Alors, faisant appel à tout son courage, la fille du banquier exprima:

– Je n’ai pas à vous juger… Donc, aucun reproche ne s’échappera de ma bouche… En cette heure comme en toute autre, j’ai le strict devoir de ne me souvenir que d’une chose: c’est que vous êtes mon père. Cependant, il est de mon devoir de vous prévenir que je n’ignore rien des circonstances dans lesquelles vous avez acquis votre fortune.

– Que veux-tu dire?

– J’ai eu sous les yeux les preuves impitoyables… hélas! des moyens que vous avez employés pour vous enrichir… Je suis au courant de tout… Épargnez-moi des précisions qui vous seraient aussi pénibles qu’à moi-même.

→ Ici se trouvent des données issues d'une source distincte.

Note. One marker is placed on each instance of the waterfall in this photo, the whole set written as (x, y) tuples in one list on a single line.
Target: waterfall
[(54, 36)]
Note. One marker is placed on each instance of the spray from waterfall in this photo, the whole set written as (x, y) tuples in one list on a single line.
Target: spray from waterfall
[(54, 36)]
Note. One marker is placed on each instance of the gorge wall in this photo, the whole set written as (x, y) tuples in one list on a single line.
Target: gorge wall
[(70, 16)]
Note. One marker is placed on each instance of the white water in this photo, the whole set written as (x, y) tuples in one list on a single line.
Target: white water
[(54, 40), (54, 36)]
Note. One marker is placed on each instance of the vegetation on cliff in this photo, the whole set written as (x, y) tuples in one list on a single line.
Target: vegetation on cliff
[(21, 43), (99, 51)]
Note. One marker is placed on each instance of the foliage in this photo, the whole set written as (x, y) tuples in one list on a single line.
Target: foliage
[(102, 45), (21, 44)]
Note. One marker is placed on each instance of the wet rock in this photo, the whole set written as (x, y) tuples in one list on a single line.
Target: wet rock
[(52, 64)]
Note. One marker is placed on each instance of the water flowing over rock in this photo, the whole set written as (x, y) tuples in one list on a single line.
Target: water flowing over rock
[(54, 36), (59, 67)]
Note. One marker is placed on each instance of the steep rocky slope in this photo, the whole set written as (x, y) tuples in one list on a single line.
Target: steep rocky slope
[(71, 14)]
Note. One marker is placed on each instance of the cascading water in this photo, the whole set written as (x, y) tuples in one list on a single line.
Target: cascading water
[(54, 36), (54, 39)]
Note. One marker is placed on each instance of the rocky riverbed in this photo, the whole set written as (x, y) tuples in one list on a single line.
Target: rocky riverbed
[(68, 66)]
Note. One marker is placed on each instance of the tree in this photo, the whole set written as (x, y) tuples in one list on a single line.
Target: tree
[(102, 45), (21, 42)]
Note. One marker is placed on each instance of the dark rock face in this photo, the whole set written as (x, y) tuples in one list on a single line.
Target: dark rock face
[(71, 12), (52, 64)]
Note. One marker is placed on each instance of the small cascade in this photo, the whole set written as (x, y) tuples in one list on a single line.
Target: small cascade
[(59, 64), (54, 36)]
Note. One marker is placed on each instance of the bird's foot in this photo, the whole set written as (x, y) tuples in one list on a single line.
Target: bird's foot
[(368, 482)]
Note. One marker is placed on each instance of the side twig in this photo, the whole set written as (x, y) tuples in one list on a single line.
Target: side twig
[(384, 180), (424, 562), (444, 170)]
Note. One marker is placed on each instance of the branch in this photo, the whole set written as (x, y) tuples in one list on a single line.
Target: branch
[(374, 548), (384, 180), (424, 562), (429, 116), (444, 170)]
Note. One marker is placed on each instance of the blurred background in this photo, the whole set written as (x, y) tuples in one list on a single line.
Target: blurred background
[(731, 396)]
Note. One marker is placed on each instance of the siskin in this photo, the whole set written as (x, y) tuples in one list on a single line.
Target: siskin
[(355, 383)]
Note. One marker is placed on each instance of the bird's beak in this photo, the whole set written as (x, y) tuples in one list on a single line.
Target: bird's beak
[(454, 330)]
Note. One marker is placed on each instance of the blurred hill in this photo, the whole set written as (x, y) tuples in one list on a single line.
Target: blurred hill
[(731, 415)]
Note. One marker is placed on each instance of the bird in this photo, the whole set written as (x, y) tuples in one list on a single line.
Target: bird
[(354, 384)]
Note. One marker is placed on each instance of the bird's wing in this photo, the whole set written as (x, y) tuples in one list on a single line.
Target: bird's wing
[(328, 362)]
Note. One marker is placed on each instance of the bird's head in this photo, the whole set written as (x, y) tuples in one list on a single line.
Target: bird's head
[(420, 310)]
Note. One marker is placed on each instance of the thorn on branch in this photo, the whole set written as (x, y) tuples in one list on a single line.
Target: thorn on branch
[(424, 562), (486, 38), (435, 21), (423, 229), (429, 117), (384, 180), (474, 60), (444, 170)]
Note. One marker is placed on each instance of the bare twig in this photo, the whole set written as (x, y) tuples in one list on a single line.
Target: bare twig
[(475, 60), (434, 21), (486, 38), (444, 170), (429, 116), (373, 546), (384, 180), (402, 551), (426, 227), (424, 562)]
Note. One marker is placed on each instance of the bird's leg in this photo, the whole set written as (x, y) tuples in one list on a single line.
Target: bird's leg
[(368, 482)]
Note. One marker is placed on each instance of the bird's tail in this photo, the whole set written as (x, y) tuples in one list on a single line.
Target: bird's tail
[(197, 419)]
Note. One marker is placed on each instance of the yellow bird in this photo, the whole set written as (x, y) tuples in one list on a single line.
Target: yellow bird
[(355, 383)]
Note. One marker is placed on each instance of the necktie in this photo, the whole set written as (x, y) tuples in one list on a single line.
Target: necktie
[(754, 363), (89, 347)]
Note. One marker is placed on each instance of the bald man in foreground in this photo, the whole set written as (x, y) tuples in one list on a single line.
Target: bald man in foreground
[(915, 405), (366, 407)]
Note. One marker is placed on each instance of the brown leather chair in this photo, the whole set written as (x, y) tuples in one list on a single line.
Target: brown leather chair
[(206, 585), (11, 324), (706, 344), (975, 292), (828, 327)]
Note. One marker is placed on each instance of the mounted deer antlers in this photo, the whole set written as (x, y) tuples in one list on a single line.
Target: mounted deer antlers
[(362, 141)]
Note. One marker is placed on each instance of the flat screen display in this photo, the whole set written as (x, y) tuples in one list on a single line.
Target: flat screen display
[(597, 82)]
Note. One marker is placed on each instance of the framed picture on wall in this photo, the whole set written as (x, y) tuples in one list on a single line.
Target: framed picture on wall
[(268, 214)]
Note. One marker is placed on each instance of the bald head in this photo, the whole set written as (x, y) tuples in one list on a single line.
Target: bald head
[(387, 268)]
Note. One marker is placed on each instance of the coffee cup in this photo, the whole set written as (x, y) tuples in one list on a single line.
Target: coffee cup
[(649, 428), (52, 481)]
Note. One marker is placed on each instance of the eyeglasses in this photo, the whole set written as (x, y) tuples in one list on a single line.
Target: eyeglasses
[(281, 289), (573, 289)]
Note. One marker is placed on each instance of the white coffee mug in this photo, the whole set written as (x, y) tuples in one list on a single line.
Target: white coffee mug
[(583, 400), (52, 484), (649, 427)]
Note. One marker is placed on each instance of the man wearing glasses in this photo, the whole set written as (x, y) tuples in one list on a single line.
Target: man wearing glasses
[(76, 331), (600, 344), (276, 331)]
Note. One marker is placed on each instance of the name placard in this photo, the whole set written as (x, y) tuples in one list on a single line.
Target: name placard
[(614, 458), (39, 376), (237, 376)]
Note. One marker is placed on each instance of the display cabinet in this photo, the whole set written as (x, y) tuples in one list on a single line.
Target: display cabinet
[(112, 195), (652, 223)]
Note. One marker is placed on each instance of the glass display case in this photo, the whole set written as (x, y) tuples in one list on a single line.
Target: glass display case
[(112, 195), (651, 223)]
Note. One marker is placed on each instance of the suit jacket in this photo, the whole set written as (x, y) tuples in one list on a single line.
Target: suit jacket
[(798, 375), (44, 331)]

Et comme Favraut avait un geste d’impatience voisin de la colère, Jacqueline, toujours divinement douce et miséricordieuse, poursuivit:

– Je sais… j’ai vu… j’ai eu sous les yeux les documents révélateurs…

– Et qui t’a dit? interrogeait le marchand d’or, haletant d’émotion.

– Vallières.

– C’était donc ce traître!

– Il s’appelait Jacques de Trémeuse.

– Comment… c’était lui… lui! s’écria le père de Jacqueline. Ah! maintenant, je comprends comment il a pu si facilement exercer sa vengeance. Ah! il est très fort… M. Jacques de Trémeuse… oui, très fort, beaucoup plus fort que moi.

Et, s’exaltant jusqu’à la plus inconsciente des incohérences, il s’écria:

– Et si, à mon tour, je lui déclarais la guerre?… Si, à mon tour, je me décidais à prendre sur lui la revanche à laquelle j’ai droit?… Dans quelques jours j’aurai reconquis ma puissance… Eh bien, puisqu’il en est ainsi, je le broierai comme j’en ai broyé tant d’autres… Mais moi je ne serai pas aussi faible, je ne serai pas aussi stupide que lui… Je ne me laisserai pas désarmer, ni attendrir, dans le duel à mort qui va s’engager entre nous deux… Et, s’il a eu pitié de moi, je te jure que moi je n’aurai pas pitié de lui!

– Père! s’écria la jeune femme, incapable de se maîtriser davantage… Père, vous oubliez donc qui a commencé?

– Ah! il t’a dit aussi?…

– Oui, et voilà pourquoi je vous adjure d’oublier son acte de vengeance, pour ne plus vous souvenir jamais que de son geste de pardon.

– Tu ignores donc ce que j’ai souffert?

– Et lui… et cette pauvre femme qu’a été Mme de Trémeuse…

– Voilà que tu les défends!

– Je vous l’ai dit, mon père: je sais!… et si je déplore de toutes les forces de mon être les haines effroyables qui vous jettent ainsi les uns contre les autres… je ne puis cependant, malgré les liens du sang et l’affection qui m’unissent à vous, je ne puis cependant oublier que c’est vous qui les avez provoquées!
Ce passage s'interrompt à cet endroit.